||July 21, 2001
'Rugrats' grow up for special
By John Rogers (Associated Press)
LOS ANGELES - Ten years ago, a baldheaded, bug-eyed baby wearing an ill-fitting diaper squirted milk onto a TV screen - and a new American hero was born.
It was our first introduction to Tommy Pickles, fearless 1-year-old leader of the Emmy-winning animated TV show "Rugrats."
There's no villain he can't conquer. From sandbox bullies to militaristic day-care providers, Tommy Pickles has humbly vanquished them all, often with the simple credo: "A baby's gotta do what a baby's gotta do."
"He's a hero and he's also a gentleman. That's what I like about him - he's a gentle guy," says E.G. Daily, the actress who has provided Tommy's voice from the beginning.
"Rugrats" routinely lands among the 15 most popular cable programs in the Nielsen TV ratings several times each week. The 30-minute show airs at different times throughout the week on the Nickelodeon cable network.
Now Tommy and company, including Chuckie, Angelica and twins Lil and Phil, star in "All Growed Up," a special one-hour anniversary show debuting at 8 tonight on Nickelodeon.

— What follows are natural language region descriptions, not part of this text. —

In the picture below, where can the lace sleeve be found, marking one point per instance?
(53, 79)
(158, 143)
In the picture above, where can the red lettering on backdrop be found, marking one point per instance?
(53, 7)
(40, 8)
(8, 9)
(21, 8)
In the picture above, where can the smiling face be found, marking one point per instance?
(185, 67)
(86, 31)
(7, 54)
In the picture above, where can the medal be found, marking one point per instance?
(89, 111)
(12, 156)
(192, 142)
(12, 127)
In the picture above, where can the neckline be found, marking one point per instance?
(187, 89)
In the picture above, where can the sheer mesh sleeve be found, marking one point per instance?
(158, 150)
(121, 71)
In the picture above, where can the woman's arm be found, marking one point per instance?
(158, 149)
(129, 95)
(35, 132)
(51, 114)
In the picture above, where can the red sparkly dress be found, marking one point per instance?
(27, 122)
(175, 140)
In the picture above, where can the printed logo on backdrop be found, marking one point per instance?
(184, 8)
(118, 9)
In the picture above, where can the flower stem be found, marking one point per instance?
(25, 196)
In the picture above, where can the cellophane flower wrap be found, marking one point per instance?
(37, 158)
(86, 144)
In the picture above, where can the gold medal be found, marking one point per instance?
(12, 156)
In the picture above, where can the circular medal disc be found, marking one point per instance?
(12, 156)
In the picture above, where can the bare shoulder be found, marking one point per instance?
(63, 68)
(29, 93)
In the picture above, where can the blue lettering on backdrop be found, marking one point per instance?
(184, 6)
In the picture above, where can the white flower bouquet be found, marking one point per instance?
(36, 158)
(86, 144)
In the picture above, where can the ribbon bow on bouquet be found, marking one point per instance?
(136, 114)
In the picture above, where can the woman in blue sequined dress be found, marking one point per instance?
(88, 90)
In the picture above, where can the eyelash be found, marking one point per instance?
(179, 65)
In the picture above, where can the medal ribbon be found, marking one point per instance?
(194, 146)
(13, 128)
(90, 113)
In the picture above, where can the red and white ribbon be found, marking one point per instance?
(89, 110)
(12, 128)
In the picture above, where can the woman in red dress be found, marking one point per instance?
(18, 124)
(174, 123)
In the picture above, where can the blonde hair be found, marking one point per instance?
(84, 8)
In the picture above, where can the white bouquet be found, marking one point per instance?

The gang goes 10 years into the future, aging along the way until their return. Tommy's mechanical genius pulls it off. In this case, he fashions a time tunnel out of a hallway closet and a karaoke machine.
Such a feat is implausible, of course, except in the fantasy world of animation. But then pulling off the implausible has become routine on "Rugrats," which was created by a trio of unknown animators, Arlene Klasky, Gabor Csupo and Paul Germain.
Csupo had fled communist-ruled Hungary 15 years before, taking only his prized collection of records by avant-garde rock-music composer Frank Zappa.
They hired another avant-garde rock-music composer, Mark Mothersbaugh of Devo, to score it.
"Out of the gate it seemed like it had the look of something special. But who knew?" Nickelodeon President Herb Scannell says.
He now proudly compares "Rugrats" to "Seinfeld," both for its offbeat humor and the undying devotion of its audience.
But talk to those involved with the show when it was getting started, and they'll tell you they never dreamed it would be a huge hit; never even realized, in fact, that it had become one until reminders began popping up everywhere.
"Suddenly when we were on the cover of Kraft macaroni and cheese," Daily laughs. "And Jell-O. And cereal."
Two feature films, 1998's "The Rugrats Movie" and last year's "Rugrats in Paris - the Movie," became box-office hits.
Yet after three Emmys, a CableACE award and a handful of Nickelodeon Kids' Choice awards, the "Rugrats" folks still seem awed by it all.
"You know, between the two of us, we've done maybe 25 or 30 television shows," Mothersbaugh says of himself and his brother, Bob, who also works on the show. "Usually it's the ones that you like that die the quickest deaths, so this was really a pleasant surprise."
Csupo and Klasky say they weren't out to create a hit.
"We just wanted to do a show, first of all, for ourselves. One that we wouldn't mind having to watch if we didn't produce it," Csupo says.
As a result, they never wrote down to their audience, Klasky says, but at the same time, they never took the show out of a child's world either.
So swimming pools are mistaken for giant potties, karaoke machines become tapioca machines, people with names like Mr. Yamagouchi become Mr. Yamasushi, and grumpy folks wake up on "the wrong side of the bread."
Not that all of the humor is designed strictly for children.
In "Rugrats in Paris," for example, a chance viewing of "The Godfather" movie results in mischievous Angelica briefly becoming "The Bobfather" and the twins mysteriously ending up with a hobbyhorse's head in their crib.
"It really is a kids' show that I know a lot of grown-ups like," Daily says of the program's enduring appeal. "I have a girlfriend who . . . doesn't let her kids watch any TV except for 'Rugrats,' because she thinks it's a decent show. It is. And it's sweet and it's funny, too. It's the one show that parents can sit back and watch with their kids and get a laugh out of it, too.